Unconventional secretion of unglycosylated ORF8 is critical for the cytokine storm during SARS-CoV-2 infection

Author summaryCytokine storm is an important point in the transition of COVID-19 from mild to severe/critical diseases. Clinical cases show that the viral loads in patients are not directly proportional to the severity of disease symptoms, which indicates that in addition to virion release, there is a unique indirect cellular communication mechanism in the development of cytokine storm. In this study, we found that accessory protein ORF8 is a secretory protein that acts as messenger for the inter-cellular communication between alveolar epithelial cells (the main targets of virus) and monocytes/macrophages (the main executors of cytokine storm). Our findings are helpful to understand the occurrence of cytokine storm caused by SARS-CoV-2, and provide a potential strategy for COVID-19 therapeutic drugs. Coronavirus disease 2019 is a respiratory infectious disease caused by the severe acute respiratory syndrome coronavirus 2 (SARS-CoV-2). Evidence on the pathogenesis of SARS-CoV-2 is accumulating rapidly. In addition to structural proteins such as Spike and Envelope, the functional roles of non-structural and accessory proteins in regulating viral life cycle and host immune responses remain to be understood. Here, we show that open reading frame 8 (ORF8) acts as messenger for inter-cellular communication between alveolar epithelial cells and macrophages during SARS-CoV-2 infection. Mechanistically, ORF8 is a secretory protein that can be secreted by infected epithelial cells via both conventional and unconventional secretory pathways.
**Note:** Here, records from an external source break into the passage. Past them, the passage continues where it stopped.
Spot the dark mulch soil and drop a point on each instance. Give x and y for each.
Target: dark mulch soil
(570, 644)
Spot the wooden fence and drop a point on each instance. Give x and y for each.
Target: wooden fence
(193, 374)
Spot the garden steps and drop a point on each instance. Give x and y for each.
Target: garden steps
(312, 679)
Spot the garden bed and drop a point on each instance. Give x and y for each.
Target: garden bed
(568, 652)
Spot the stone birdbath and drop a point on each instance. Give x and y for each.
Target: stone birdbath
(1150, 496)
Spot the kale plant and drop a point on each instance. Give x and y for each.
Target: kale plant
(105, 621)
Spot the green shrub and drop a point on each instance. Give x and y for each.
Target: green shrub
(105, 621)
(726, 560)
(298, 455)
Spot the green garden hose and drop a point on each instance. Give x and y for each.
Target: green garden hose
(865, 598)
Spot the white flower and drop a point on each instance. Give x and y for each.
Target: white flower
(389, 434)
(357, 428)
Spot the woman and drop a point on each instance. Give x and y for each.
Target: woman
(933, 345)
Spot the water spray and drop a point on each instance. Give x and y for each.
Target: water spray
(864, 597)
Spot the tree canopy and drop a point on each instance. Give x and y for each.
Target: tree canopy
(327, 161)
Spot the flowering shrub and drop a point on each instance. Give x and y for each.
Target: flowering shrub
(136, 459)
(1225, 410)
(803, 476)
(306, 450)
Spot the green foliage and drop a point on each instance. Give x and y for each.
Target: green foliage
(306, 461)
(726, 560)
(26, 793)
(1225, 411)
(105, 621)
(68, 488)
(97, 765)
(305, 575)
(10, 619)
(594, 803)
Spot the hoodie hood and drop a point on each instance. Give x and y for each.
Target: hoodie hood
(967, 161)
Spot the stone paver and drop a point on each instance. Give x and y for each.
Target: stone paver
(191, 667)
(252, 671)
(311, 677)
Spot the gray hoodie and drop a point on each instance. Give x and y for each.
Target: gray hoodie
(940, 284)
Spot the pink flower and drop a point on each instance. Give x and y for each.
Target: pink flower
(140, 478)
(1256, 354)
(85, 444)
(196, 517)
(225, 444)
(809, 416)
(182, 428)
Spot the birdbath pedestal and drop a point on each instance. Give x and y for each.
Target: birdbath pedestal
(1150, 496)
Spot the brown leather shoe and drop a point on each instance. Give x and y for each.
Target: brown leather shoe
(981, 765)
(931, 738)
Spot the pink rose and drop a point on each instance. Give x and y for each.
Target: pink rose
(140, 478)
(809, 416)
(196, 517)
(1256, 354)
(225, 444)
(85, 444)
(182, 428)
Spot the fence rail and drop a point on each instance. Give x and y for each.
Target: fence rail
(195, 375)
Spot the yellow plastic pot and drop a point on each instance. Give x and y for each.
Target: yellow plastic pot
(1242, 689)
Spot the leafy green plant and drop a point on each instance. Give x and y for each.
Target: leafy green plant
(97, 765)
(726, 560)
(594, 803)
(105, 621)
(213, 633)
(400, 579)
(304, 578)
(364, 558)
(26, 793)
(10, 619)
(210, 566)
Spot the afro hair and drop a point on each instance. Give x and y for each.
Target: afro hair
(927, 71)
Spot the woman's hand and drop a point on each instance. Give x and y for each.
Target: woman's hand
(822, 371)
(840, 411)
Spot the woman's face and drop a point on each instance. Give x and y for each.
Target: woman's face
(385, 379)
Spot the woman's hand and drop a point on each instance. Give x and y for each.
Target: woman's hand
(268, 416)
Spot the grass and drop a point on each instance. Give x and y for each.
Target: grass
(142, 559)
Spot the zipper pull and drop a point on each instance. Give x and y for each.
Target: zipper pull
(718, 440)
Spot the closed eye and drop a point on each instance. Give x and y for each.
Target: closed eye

Conventionally secreted ORF8 is glycosylated and loses the ability to recognize interleukin 17 receptor A of macrophages, possibly due to the steric hindrance imposed by N-glycosylation at Asn78. However, unconventionally secreted ORF8 does not undergo glycosylation without experiencing the ER-Golgi trafficking, thereby activating the downstream NF-kappa B signaling pathway and facilitating a burst of cytokine release. Furthermore, we show that ORF8 deletion in SARS-CoV-2 attenuates inflammation and yields less lung lesions in hamsters. Our data collectively highlights a role of ORF8 protein in the development of cytokine storms during SARS-CoV-2 infection.

Automated summary

This study reveals that the accessory protein ORF8 acts as a messenger for inter-cellular communication between alveolar epithelial cells and macrophages during SARS-CoV-2 infection. ORF8 protein plays a role in the development of cytokine storms, and its deletion attenuates inflammation and reduces lung lesions in hamsters infected with SARS-CoV-2. These findings contribute to understanding the pathogenesis of COVID-19 and provide insights for potential therapeutic strategies.